Accelerated Computing

Notes on neural networks: basic concepts

2 October 2023


A neural network is (broadly speaking) a collection of transformations arranged in a sequence of layers of neurons. A neuron is made up of some weights $W$, a bias $b$, and (frequently) a non-linear function $g$. Examples of non-linear functions typically used are ReLU, tanh, softmax, and sigmoid. A neuron in layer $i$ takes as inputs the outputs of the neurons in layer $i - 1$, applies the linear transformation encoded by its weights, adds its bias, then finally outputs the value of $g$ applied to the sum. The neurons, together with their inputs and outputs, form a computation graph, where an edge from neuron $s$ to neuron $t$ indicates that the output of $s$ is used in the computation of $t$. In practice, networks are often created with random weights and biases equal to zero.
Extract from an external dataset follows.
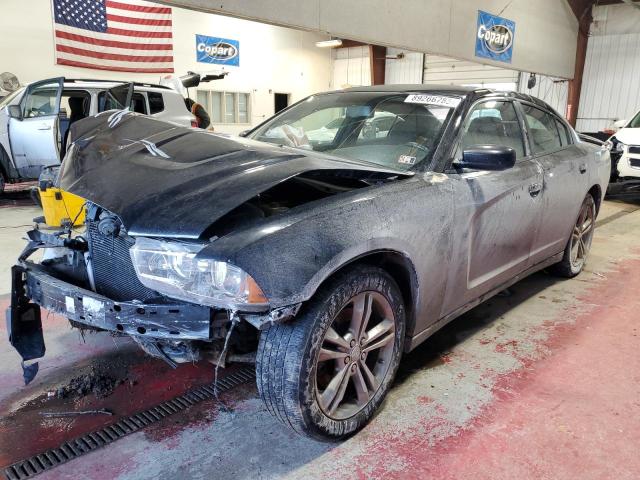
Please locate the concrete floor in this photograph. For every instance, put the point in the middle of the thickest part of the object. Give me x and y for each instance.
(542, 383)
Neural networks are trained by minimising a loss function $L$. Given some training examples $X$ and labels $Y$, if $\hat{Y}$ denotes the output of a network on $X$, then $L = L(\hat{Y}, Y)$ should be chosen such that it takes non-negative values, and such that the closer $\hat{Y}$ is to $Y$, the smaller $L$ becomes. Examples of loss functions include mean squared error and binary cross entropy. Minimising the loss is achieved through adjusting all the weights and biases in the network in a way that minimises the distance between $\hat{Y}$ and $Y$. This is done via the process of backpropagation – iterating over the computation graph backwards from $L$, computing the derivatives of all weights and biases with respect to $L$, and using those to update the network parameters (the set of all weights and biases) in such a way that results in a reduced loss. For example, during gradient descent, a network parameter is updated by subtracting from it some small multiple – known as the learning rate – of its gradient.

Backpropagation is a topic worthy of its own post, but the general idea is that by successively applying the chain rule to nodes in our computation graph – in a carefully chosen order – we can compute the gradient of our network parameters with respect to some loss, no matter how deep the network architecture.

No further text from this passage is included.